![]() |
Irina Sekerina Psychology and Linguistics College of Staten Island and CUNY irina.sekerina@csi.cuny.edu |
![]() |
Aleksandra Skorobogatova Psychology CUNY Graduate Center as.skorobogatova@gmail.com |
![]() |
Anna Smirnova Henriques LIAAC Pontificia Univ. Católica de São Paulo anna.smirnova.liaac@gmail.com |
Participants: | 16 |
Type of Study: | interview |
Location: | São Paolo, Brazil |
Media type: | audio |
DOI: | doi:10.21415/CJV6-JY66 |
Sekerina, I. A., Skorobogatova, A. S., & Smirnova Henriques, A. (2025). Brazilian Portuguese-Russian Corpus (BraPoRus). Retrieved from https://biling.talkbank.org/ doi:
In accordance with TalkBank rules, any use of data from this corpus must be accompanied by at least one of the above references.

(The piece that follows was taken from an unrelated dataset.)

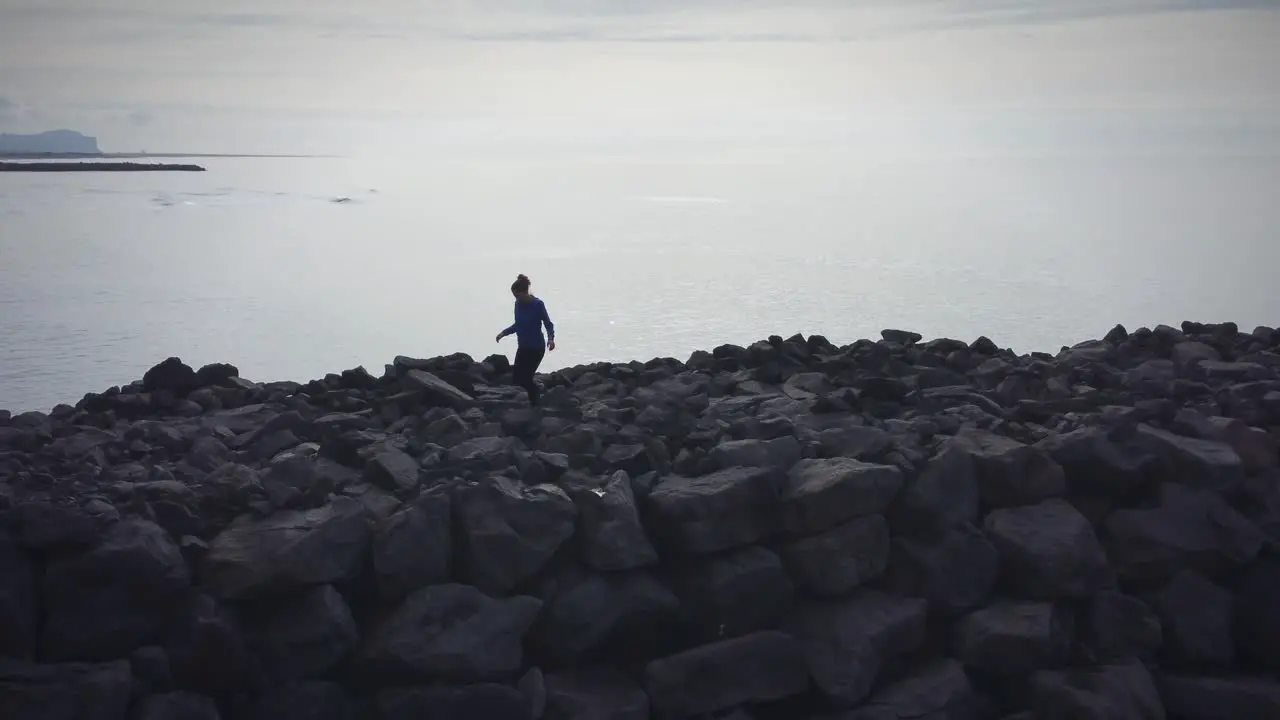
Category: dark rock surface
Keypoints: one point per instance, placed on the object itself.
(890, 529)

The Brazilian Portuguese-Russian Corpus (BraPoRus) is a collection of the spoken heritage Russian still used today in Brazil by approximately 1,500 elderly bilingual heritage Russian–Brazilian Portuguese speakers. Now in their 70s and 80s, they speak an isolated version of Russian that has been “frozen” for 100 years and can be described as moribund. They grew up in Russian-speaking families and are literate in Russian, but they never even visited Russia. As of 2025, 34 participants from this population have been enrolled and their naturalistic speech samples have been collected. BraPoRus (v.1.0) contains 16 participants who performed Task 1 “Monologue about family history”. For each participant, one 15-min. segment was extracted from the semi-structured interview that lasted on average one hour.

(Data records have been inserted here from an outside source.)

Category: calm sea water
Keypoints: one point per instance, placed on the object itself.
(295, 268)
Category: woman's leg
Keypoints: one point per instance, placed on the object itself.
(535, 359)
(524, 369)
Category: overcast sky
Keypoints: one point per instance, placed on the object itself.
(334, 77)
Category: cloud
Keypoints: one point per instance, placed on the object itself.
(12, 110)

The participants were video (.mp4) or audio (.mp3) recorded remotely either on the Zoom or smartphone during the COVID-19 pandemic. All the video files were converted to the audio format. The audio files were processed by BatchAlign2 (Liu & MacWhinney, 2024), i.e., transcribed into .cha format in the Cyrillic orthography, split into utterances, aligned with the audio sources, morphologically (%mor) and syntactically (%gra) tagged, and translated (%xtra) into English. At this point, the morphological and syntactic tagging has not been manually checked and may contain unresolved ambiguities.
Information regarding each session is provided in this table.
Each participant signed an informed consent form and allowed their data to be publicly shared. Data collection was approved by the Ethics Committee of Pontifícia Universidade Católica de São Paulo (CAAE 09079219.9.0000.5482).